É por isso que mulheres em TPM consomem mais doces, pois o nível de dopamina cai e o corpo precisa repor de alguma maneira, no caso, ingerindo açúcar.

O vício começa lá na infância quando a criança é desmamada e a família insere o leite industrializado na alimentação da criança e acrescenta uma colher de açúcar ou achocolatado. Depois segue conforme a criança passa a ingerir alimentos sólidos, com bolachas, macarrão, pão, chocolate e assim por diante.

O consumo de produtos que contém açúcar em sua composição só aumenta e se diversifica conforme a criança cresce. Ela aprendeu que só é possível comer alimentos adocicados e é este um dos motivos de ser tão difícil fazer com que a criança acrescente frutas e sucos naturais em sua alimentação. A fruta não é tão doce quanto o doce e o suco de caixinha tem sabor mais acentuado e é mais doce.
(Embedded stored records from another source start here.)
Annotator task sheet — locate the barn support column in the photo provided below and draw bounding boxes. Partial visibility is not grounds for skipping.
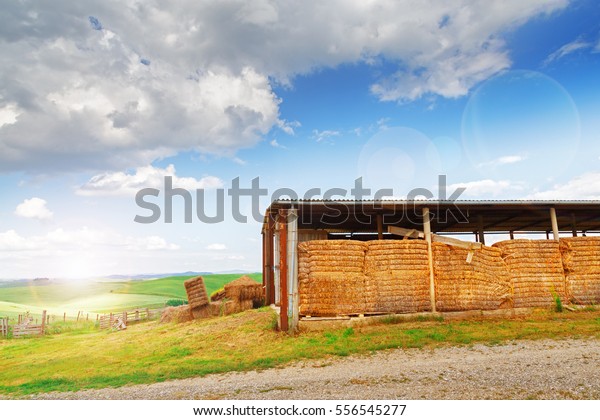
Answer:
[423,207,437,312]
[477,214,485,245]
[277,209,289,331]
[263,214,275,305]
[550,207,559,241]
[287,209,299,332]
Não há problema algum em ingerir açúcar, o problema está na quantidade ingerida. Numa rápida pesquisa na internet é fácil encontrar que no Brasil se consome mais ou menos 35 kg de açúcar por habitante ao ano, Cerca de 50% a mais de açúcar que a média mundial, que é de 23,5 kg por habitante por ano.

Eu sei que o Brasil tem doces irresistíveis. Como deixar de comer um quindim? Uma paçoca? Uma rapadura? Uma cocada? Impossível. Mas como qualquer outra droga viciante, o segredo está na quantidade.
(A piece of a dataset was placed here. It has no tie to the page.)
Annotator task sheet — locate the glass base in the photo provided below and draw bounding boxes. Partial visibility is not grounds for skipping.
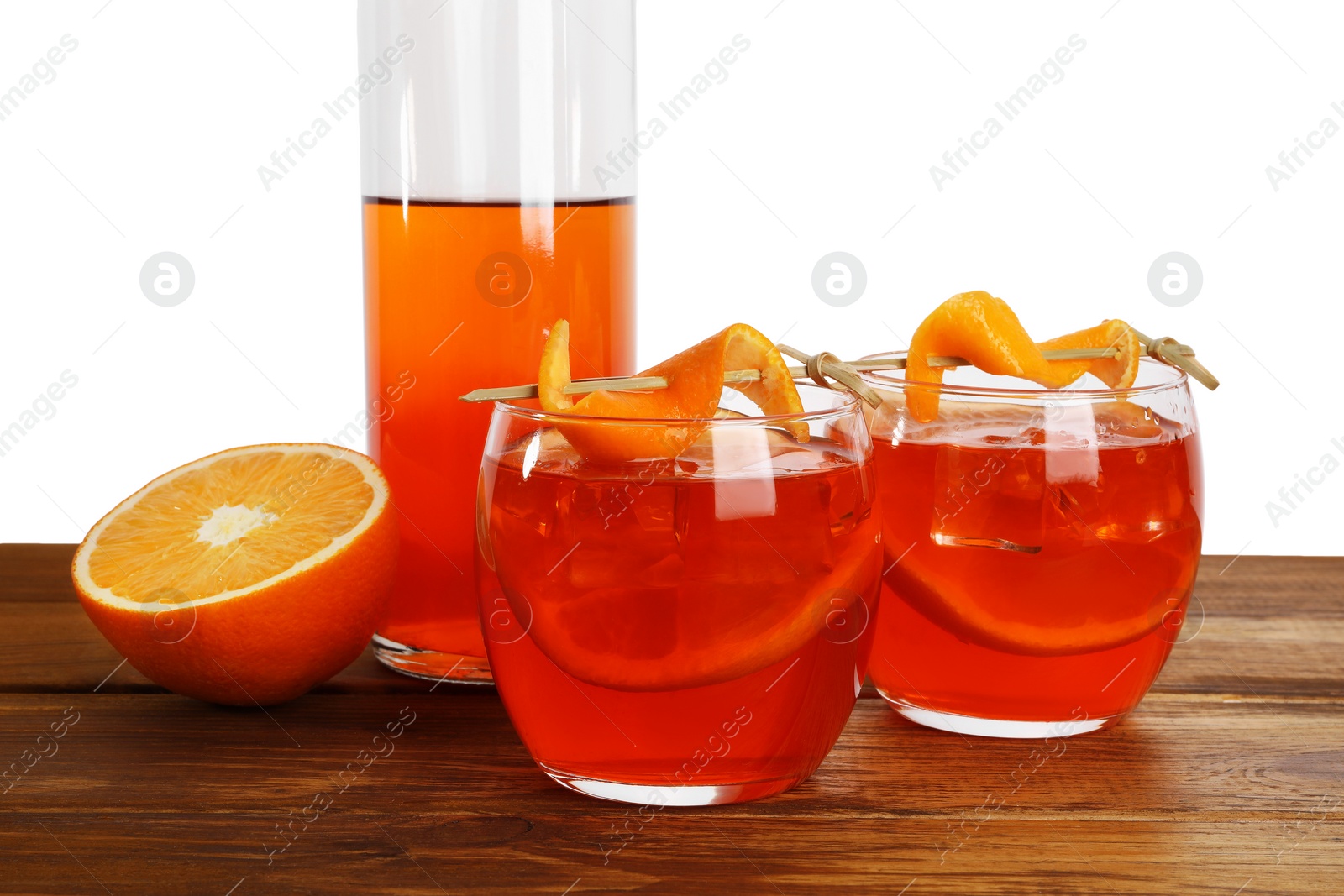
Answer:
[887,697,1122,740]
[374,634,495,685]
[536,762,805,806]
Quanto mais se consome açúcar, mais o seu cérebro se esquece de como produzir sozinho as substâncias responsáveis por te deixar feliz e alegre, assim, quando o açúcar acaba de ser metabolizado você volta a ter aquela vontade de ingerir açúcar. Como acontece com quem consome cocaína, por exemplo, que tão logo o corpo assimila a droga e o estado de euforia passa, a pessoa sente vontade de tudo aquilo novamente, pois o corpo perde a capacidade de produzir os hormônios responsáveis por aquela sensação.
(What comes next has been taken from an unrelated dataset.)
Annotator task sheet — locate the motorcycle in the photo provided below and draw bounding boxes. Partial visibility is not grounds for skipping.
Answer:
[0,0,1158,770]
Mas não é só isso que o excesso de açúcar causa do corpo. Além da já conhecida cárie, ainda temos o possível desenvolvimento de diabetes, pois com o consumo exagerado de açúcar o corpo não consegue controlar a insulina. Então das duas, uma, ou falta insulina para processar o açúcar ou sobra insulina e o corpo não sabe o que fazer com essa sobra.

O consumo exagerado de açúcar também pode causar a obesidade, já que o açúcar, quando metabolizado no corpo, se torna combustível para a queima calórica e seu excedente se torna gordura acumulada, o que pode vir a ser um problema se você não estiver em dia com seu exame de colesterol e tiver algum problema cardiovascular.

Não é preciso viver em um mundo amargo ou azedo, basta não exagerar no consumo de açúcar. Procurar outras formas de adoçar os alimentos, como usar açúcar mascavo ou o demerara e mesmo o açúcar de coco, que não usam produtos químicos agressivos para serem processados e possuem valor nutritivo, diferente do açúcar branco que apenas possui valor calórico e não possui valor nutritivo.

Também pode se usar o mel como forma de adoçar o leite. Uma receita de bolo, um suco natural, pois o mel é um açúcar bom. Pode se substituir o achocolatado - que em geral possui 80 a 90% de sua composição de açúcar - por cacau em pó e mel, além de se usar adoçante a base de stevia, que é feito da própria planta de stevia e não com produtos químicos. Assim você acaba por usar menos açúcar no seu dia-a-dia e não vicia seu organismo.

Se o médico não lhe prescreveu o contrário: consuma o que quiser, mas saiba dosar.